Re: Make COPY format extendable: Extract COPY TO format implementations - Mailing list pgsql-hackers

From Masahiko Sawada
Subject Re: Make COPY format extendable: Extract COPY TO format implementations
Date
Msg-id CAD21AoBa0Wm3C2H12jaqkvLidP2zEhsC+gf=3w7XiA4LQnvx0g@mail.gmail.com
Whole thread Raw
In response to Re: Make COPY format extendable: Extract COPY TO format implementations  (Masahiko Sawada <sawada.mshk@gmail.com>)
List pgsql-hackers
On Mon, Jul 28, 2025 at 12:33 PM Masahiko Sawada <sawada.mshk@gmail.com> wrote:
>
> On Fri, Jul 18, 2025 at 3:05 AM Sutou Kouhei <kou@clear-code.com> wrote:
> >
> > Hi,
> >
> > In <CAD21AoAZL2RzPM4RLOJKm_73z5LXq2_VOVF+S+T0tnbjHdWTFA@mail.gmail.com>
> >   "Re: Make COPY format extendable: Extract COPY TO format implementations" on Thu, 17 Jul 2025 13:44:11 -0700,
> >   Masahiko Sawada <sawada.mshk@gmail.com> wrote:
> >
> > >> > How about adding accessors instead of splitting
> > >> > Copy{From,To}State to Copy{From,To}ExecutionData? If we use
> > >> > the accessors approach, we can export only needed
> > >> > information step by step without breaking ABI.
> > >
> > > Yeah, while it can export required fields without breaking ABI, I'm
> > > concerned that setter and getter functions could be bloated if we need
> > > to have them for many fields.
> >
> > In general, I choose this approach in my projects even when
> > I need to define many accessors. Because I can hide
> > implementation details from users. I can change
> > implementation details without breaking API/ABI.
> >
> > But PostgreSQL isn't my project. Is there any guideline for
> > PostgreSQL API(/ABI?) design that we can refer for this
> > case?
>
> As far as I know there is no official guideline for PostgreSQL API and
> ABI design, but I've never seen structs having more than 10 getter and
> setter in PostgreSQL source code.
>
> >
> > FYI: We need to export at least the following fields:
> >
> >
https://www.postgresql.org/message-id/flat/20250714.173803.865595983884510428.kou%40clear-code.com#78fdbccf89742f856aa2cf95eaf42032
> >
> > > FROM:
> > >
> > > - attnumlist (*)
> > > - bytes_processed
> > > - cur_attname
> > > - escontext
> > > - in_functions (*)
> > > - input_buf
> > > - input_reached_eof
> > > - line_buf
> > > - opts (*)
> > > - raw_buf
> > > - raw_buf_index
> > > - raw_buf_len
> > > - rel (*)
> > > - typioparams (*)
> > >
> > > TO:
> > >
> > > - attnumlist (*)
> > > - fe_msgbuf
> > > - opts (*)
>
> I think we can think of the minimum list of fields that we need to
> expose.

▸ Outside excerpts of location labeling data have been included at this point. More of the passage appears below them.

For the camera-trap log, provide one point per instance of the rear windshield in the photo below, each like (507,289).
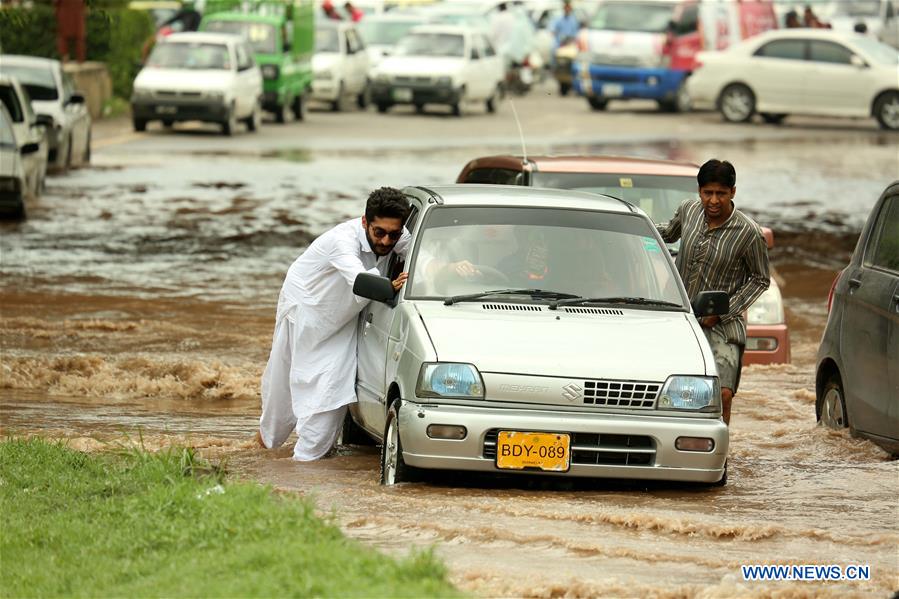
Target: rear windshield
(39,81)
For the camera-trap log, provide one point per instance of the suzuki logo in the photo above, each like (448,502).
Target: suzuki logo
(571,392)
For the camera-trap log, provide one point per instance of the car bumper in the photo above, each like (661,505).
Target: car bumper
(179,110)
(767,344)
(602,445)
(382,93)
(627,82)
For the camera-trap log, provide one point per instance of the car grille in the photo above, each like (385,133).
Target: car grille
(597,449)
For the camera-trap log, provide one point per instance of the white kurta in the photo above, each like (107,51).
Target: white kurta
(312,366)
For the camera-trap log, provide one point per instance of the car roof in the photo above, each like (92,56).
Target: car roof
(625,165)
(524,197)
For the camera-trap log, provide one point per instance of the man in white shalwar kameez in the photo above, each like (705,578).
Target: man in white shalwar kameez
(311,373)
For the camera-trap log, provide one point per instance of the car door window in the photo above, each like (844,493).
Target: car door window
(830,52)
(884,249)
(783,49)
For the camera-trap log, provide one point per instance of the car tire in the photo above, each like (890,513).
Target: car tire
(393,468)
(830,407)
(773,118)
(886,111)
(597,103)
(737,103)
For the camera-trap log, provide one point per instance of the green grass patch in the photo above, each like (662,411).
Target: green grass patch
(141,525)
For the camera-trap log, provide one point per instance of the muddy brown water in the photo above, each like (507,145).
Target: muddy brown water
(137,306)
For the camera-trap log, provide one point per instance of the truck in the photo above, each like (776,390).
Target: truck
(647,48)
(281,34)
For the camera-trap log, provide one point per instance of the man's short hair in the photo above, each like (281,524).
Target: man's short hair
(387,202)
(717,171)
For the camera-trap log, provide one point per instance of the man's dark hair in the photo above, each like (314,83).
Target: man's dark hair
(717,171)
(387,202)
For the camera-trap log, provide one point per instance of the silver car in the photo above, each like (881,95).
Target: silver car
(58,105)
(540,331)
(857,380)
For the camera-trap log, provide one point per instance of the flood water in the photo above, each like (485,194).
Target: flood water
(138,305)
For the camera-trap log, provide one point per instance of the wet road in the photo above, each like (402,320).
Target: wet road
(138,300)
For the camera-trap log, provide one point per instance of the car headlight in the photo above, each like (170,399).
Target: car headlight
(768,308)
(450,380)
(270,71)
(698,393)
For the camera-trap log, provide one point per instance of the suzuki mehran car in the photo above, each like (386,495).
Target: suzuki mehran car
(540,331)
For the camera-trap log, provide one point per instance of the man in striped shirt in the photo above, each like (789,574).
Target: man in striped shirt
(722,249)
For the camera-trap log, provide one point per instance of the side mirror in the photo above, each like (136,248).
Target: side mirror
(711,303)
(374,287)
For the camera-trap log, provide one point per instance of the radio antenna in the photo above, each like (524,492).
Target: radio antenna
(524,151)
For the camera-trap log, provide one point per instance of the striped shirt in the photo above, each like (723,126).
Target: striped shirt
(732,258)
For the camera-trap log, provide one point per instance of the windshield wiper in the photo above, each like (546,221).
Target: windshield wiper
(640,301)
(541,293)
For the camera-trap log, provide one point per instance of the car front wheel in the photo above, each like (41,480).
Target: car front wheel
(832,404)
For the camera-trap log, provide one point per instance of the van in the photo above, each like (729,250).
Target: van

For instance, fields used for buffered reads for COPY FROM
> such as input_buf and raw_buf related fields don't necessarily need to
> be exposed as extension can implement it in its own way. We can start
> with the supporting simple copy format extensions like that read and
> parse the binary data from the data source and fill 'values' and
> 'nulls' arrays as output. Considering these facts, it might be
> sufficient for copy format extensions if they could access 'rel',
> 'attnumlist', and 'opts' in both COPY FROM and COPY TO (and
> CopyFromErrorCallback related fields for COPY FROM).
>
> Apart from this, we might want to reorganize CopyFromStateData fields
> and CopyToStateData fields since they have mixed fields of general
> purpose fields for COPY operations (e.g., num_defaults, whereClause,
> and range_table) and built-in format specific fields (e.g., line_buf
> and input_buf). Text and CSV formats are using some fields for parsing
> fields with buffered reads so one idea is that we move related fields
> to another struct so that both built-in formats (text and CSV) and
> external extensions that want to use the buffered reads for text
> parsing can use this functionality.

So probably it might be worth refactoring the codes in terms of:

1. hiding internal data from format callbacks
2. separating format-specific fields from the main state data.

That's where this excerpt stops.